How To Stop Using Free Email

I'm not going to lie. Changing your email account suuuuuuuuucks. But having gone through it recently, I've compiled the steps necessary and have tried to make it as simple as possible.

Is it worth it? You can read more about why you'd want to do this here: Stop Using Free Email.

Even if you're not technical, you can do this. It's a lot of steps but just put on a cup of coffee and take it slow. The main steps should take less than a couple of hours and you should only have to do this once.

If you get stuck on any of these steps for more than 15 minutes, just contact me and I'll help you through.

Clarifying Terms

Skip this section if you already have a firm grasp on email.

In order to understand why the following steps are necessary and what each one does, we'll have to separate out the components of what we usually mean when we say "email." This is important because there are different costs associated with each component, where the free services usually bundle them all together.

For a mental model most of us understand better, let's compare it to phones. The phone system analog is in parentheses below.

Email Address (Phone Number): This is just what you think, like "[email protected]," but we need to understand its relation to your email account and your email client. Like a phone number it can be independent of the service behind it, like how you can transfer your number from AT&T to Verizon.

For email, this kind of transfer is only possible if you own the domain that's in the address, the "example.com." So for most free services like Gmail, Yahoo, or Hotmail, you're not going to be able to use your existing email address with a different email provider. That's because you don't own "gmail.com" or "hotmail.com." More on this later.
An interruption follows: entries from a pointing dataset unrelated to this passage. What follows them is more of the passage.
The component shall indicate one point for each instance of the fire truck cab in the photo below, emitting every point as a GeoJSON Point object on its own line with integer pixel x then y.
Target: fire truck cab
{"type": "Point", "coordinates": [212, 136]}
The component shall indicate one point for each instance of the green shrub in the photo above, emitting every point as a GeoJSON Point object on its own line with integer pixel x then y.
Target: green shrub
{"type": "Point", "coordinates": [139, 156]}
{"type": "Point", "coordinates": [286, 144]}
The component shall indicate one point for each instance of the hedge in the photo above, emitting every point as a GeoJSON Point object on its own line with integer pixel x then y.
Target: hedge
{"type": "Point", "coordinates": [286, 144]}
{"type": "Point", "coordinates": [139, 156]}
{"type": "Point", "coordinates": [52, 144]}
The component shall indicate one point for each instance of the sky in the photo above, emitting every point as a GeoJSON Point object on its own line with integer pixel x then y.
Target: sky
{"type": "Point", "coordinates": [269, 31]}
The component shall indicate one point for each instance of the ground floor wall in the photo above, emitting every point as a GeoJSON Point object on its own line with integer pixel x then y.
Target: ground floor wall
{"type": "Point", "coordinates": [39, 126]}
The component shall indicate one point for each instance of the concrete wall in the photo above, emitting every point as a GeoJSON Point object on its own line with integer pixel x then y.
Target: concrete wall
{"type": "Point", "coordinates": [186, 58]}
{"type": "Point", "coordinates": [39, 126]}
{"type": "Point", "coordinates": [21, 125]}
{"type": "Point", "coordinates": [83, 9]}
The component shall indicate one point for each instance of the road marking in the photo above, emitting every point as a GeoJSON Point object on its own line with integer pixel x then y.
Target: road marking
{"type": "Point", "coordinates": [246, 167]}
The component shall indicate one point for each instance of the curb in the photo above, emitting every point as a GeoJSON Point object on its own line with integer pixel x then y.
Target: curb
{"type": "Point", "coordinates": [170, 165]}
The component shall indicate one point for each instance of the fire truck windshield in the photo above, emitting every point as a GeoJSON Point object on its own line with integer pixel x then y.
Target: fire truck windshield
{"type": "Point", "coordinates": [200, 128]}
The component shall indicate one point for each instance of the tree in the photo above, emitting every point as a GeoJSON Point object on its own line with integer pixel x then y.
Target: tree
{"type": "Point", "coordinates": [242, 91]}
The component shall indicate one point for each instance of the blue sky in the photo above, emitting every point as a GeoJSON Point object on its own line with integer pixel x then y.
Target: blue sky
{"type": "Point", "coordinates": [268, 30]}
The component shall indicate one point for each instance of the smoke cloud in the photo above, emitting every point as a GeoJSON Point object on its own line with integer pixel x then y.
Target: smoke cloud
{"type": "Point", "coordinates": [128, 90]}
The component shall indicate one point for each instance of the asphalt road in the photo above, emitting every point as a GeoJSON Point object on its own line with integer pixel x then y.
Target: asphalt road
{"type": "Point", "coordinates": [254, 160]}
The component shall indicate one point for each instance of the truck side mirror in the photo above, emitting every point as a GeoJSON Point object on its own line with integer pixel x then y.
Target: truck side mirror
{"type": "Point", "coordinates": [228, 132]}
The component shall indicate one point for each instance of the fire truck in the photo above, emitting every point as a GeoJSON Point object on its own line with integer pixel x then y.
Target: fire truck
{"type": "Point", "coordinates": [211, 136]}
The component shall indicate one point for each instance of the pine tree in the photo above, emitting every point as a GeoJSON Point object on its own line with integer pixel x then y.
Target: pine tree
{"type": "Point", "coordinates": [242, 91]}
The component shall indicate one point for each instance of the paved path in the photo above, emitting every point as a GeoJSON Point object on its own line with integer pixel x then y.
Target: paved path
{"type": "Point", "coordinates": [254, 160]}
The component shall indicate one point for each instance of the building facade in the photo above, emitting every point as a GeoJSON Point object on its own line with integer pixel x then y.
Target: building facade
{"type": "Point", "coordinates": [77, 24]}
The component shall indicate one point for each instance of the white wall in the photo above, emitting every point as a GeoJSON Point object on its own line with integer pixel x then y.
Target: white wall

Email Provider (AT&T/Verizon/etc.): This is the owner of the server that will send and receive your emails for you. They pay for the hard drive space that your emails take up, and make sure that the server is always up and running so you don't miss any emails people send you. This is Google for Gmail, Microsoft for Hotmail, etc.
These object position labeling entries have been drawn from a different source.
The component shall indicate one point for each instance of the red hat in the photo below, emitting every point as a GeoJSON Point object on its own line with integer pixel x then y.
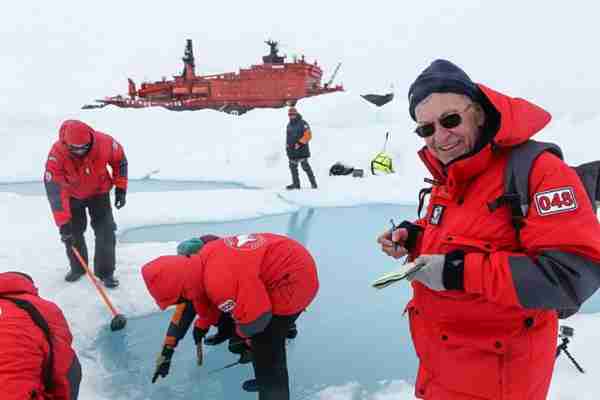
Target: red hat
{"type": "Point", "coordinates": [74, 132]}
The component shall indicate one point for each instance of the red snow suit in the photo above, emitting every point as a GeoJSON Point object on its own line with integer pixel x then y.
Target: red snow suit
{"type": "Point", "coordinates": [251, 276]}
{"type": "Point", "coordinates": [24, 348]}
{"type": "Point", "coordinates": [69, 176]}
{"type": "Point", "coordinates": [497, 338]}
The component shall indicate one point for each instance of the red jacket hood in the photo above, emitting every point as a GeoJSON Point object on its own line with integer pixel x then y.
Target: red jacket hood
{"type": "Point", "coordinates": [519, 121]}
{"type": "Point", "coordinates": [73, 124]}
{"type": "Point", "coordinates": [165, 278]}
{"type": "Point", "coordinates": [13, 282]}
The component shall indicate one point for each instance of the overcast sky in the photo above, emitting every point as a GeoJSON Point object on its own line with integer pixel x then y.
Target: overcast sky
{"type": "Point", "coordinates": [59, 55]}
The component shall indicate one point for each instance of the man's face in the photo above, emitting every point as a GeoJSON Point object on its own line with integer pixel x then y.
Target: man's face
{"type": "Point", "coordinates": [449, 143]}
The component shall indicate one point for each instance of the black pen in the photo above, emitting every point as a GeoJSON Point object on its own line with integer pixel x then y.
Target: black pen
{"type": "Point", "coordinates": [393, 229]}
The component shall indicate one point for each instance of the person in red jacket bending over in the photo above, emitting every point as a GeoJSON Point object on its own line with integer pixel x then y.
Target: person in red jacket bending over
{"type": "Point", "coordinates": [77, 178]}
{"type": "Point", "coordinates": [36, 357]}
{"type": "Point", "coordinates": [486, 300]}
{"type": "Point", "coordinates": [263, 280]}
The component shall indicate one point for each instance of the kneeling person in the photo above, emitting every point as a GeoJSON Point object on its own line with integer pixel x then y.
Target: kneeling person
{"type": "Point", "coordinates": [263, 280]}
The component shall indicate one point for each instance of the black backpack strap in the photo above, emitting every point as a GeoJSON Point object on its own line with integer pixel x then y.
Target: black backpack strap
{"type": "Point", "coordinates": [516, 180]}
{"type": "Point", "coordinates": [40, 321]}
{"type": "Point", "coordinates": [589, 173]}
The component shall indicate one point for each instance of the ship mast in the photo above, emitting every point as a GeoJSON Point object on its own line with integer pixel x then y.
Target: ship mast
{"type": "Point", "coordinates": [188, 62]}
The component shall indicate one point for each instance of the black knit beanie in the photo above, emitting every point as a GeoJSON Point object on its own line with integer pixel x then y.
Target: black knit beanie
{"type": "Point", "coordinates": [441, 77]}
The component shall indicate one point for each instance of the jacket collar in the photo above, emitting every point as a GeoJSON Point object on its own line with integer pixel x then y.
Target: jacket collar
{"type": "Point", "coordinates": [519, 121]}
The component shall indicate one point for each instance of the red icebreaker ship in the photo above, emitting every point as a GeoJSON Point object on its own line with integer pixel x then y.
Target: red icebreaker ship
{"type": "Point", "coordinates": [272, 84]}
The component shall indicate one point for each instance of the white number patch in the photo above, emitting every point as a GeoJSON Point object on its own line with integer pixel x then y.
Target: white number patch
{"type": "Point", "coordinates": [227, 305]}
{"type": "Point", "coordinates": [555, 201]}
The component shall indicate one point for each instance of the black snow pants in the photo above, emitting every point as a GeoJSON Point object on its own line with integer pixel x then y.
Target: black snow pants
{"type": "Point", "coordinates": [104, 227]}
{"type": "Point", "coordinates": [270, 361]}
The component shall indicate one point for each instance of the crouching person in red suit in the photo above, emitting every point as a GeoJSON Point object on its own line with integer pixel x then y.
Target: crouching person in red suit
{"type": "Point", "coordinates": [77, 177]}
{"type": "Point", "coordinates": [263, 280]}
{"type": "Point", "coordinates": [36, 360]}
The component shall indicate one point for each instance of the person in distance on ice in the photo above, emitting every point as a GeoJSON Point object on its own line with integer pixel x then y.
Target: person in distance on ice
{"type": "Point", "coordinates": [77, 179]}
{"type": "Point", "coordinates": [37, 360]}
{"type": "Point", "coordinates": [485, 304]}
{"type": "Point", "coordinates": [298, 135]}
{"type": "Point", "coordinates": [263, 280]}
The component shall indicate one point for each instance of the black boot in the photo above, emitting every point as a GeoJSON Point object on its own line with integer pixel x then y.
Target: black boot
{"type": "Point", "coordinates": [295, 177]}
{"type": "Point", "coordinates": [250, 385]}
{"type": "Point", "coordinates": [292, 332]}
{"type": "Point", "coordinates": [311, 176]}
{"type": "Point", "coordinates": [110, 282]}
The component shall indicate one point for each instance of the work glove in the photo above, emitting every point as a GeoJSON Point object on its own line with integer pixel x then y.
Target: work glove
{"type": "Point", "coordinates": [163, 363]}
{"type": "Point", "coordinates": [189, 247]}
{"type": "Point", "coordinates": [399, 240]}
{"type": "Point", "coordinates": [246, 357]}
{"type": "Point", "coordinates": [120, 198]}
{"type": "Point", "coordinates": [66, 234]}
{"type": "Point", "coordinates": [198, 335]}
{"type": "Point", "coordinates": [440, 272]}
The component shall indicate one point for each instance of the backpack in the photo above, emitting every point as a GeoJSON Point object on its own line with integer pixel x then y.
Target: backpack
{"type": "Point", "coordinates": [516, 180]}
{"type": "Point", "coordinates": [340, 169]}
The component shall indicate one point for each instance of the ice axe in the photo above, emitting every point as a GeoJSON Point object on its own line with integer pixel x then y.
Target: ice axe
{"type": "Point", "coordinates": [119, 321]}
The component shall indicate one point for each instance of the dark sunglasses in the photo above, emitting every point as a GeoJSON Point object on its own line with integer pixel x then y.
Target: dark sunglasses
{"type": "Point", "coordinates": [79, 149]}
{"type": "Point", "coordinates": [448, 121]}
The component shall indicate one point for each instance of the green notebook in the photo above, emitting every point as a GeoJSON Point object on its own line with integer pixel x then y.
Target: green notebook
{"type": "Point", "coordinates": [397, 275]}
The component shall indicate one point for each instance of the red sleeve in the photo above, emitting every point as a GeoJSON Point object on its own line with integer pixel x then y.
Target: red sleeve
{"type": "Point", "coordinates": [561, 246]}
{"type": "Point", "coordinates": [66, 375]}
{"type": "Point", "coordinates": [118, 163]}
{"type": "Point", "coordinates": [57, 189]}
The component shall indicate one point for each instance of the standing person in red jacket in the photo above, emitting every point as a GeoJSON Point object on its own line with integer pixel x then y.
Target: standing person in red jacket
{"type": "Point", "coordinates": [36, 357]}
{"type": "Point", "coordinates": [263, 280]}
{"type": "Point", "coordinates": [298, 134]}
{"type": "Point", "coordinates": [486, 301]}
{"type": "Point", "coordinates": [77, 178]}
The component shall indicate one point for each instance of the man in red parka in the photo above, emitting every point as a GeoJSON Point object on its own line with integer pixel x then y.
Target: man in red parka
{"type": "Point", "coordinates": [36, 357]}
{"type": "Point", "coordinates": [77, 178]}
{"type": "Point", "coordinates": [263, 280]}
{"type": "Point", "coordinates": [486, 301]}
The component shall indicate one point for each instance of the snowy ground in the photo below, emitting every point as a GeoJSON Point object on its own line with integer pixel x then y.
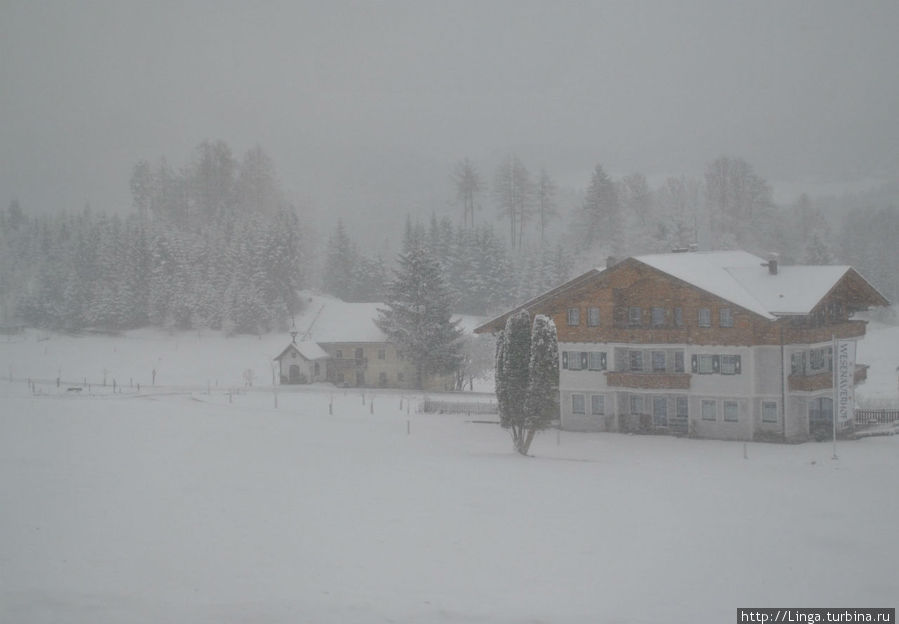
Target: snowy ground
{"type": "Point", "coordinates": [174, 505]}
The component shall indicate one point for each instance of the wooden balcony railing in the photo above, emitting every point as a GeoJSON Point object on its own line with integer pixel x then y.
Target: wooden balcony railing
{"type": "Point", "coordinates": [662, 381]}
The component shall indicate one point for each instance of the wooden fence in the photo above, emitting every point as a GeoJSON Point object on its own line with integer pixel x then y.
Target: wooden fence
{"type": "Point", "coordinates": [431, 406]}
{"type": "Point", "coordinates": [864, 418]}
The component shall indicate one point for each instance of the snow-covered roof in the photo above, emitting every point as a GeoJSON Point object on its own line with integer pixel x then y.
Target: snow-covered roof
{"type": "Point", "coordinates": [309, 350]}
{"type": "Point", "coordinates": [744, 279]}
{"type": "Point", "coordinates": [327, 319]}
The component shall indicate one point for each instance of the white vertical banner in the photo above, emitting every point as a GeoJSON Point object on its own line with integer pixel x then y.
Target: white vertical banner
{"type": "Point", "coordinates": [844, 382]}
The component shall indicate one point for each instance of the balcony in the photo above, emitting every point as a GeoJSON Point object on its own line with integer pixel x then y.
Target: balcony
{"type": "Point", "coordinates": [654, 381]}
{"type": "Point", "coordinates": [821, 381]}
{"type": "Point", "coordinates": [824, 333]}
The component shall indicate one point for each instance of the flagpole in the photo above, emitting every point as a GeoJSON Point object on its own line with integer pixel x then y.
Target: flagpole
{"type": "Point", "coordinates": [833, 410]}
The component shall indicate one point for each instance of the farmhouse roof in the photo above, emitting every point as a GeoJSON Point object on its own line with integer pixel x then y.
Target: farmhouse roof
{"type": "Point", "coordinates": [738, 277]}
{"type": "Point", "coordinates": [309, 350]}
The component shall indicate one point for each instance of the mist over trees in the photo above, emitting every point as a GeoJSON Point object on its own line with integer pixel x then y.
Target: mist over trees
{"type": "Point", "coordinates": [212, 245]}
{"type": "Point", "coordinates": [216, 244]}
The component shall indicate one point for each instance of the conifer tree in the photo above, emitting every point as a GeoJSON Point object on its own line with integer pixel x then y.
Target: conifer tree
{"type": "Point", "coordinates": [417, 318]}
{"type": "Point", "coordinates": [541, 404]}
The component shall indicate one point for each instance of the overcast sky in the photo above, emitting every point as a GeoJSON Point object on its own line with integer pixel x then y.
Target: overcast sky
{"type": "Point", "coordinates": [366, 105]}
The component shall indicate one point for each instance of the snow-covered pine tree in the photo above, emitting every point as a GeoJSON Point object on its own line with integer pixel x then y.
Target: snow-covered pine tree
{"type": "Point", "coordinates": [417, 318]}
{"type": "Point", "coordinates": [541, 404]}
{"type": "Point", "coordinates": [514, 375]}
You get a username and password with the Provider to gain access to your emails, then you usually enter those into some sort of mail client to authenticate yourself. The client then stores your credentials and uses it to pull down emails from the server.

Email Client (Phone): This is the interface for browsing, writing, deleting, and categorizing your emails. If you are using Gmail, this is the interface you use at mail.google.com, or one of Google's apps for iOS or Android. Most of the free email providers offer their own email client, which many people conflate with the service itself.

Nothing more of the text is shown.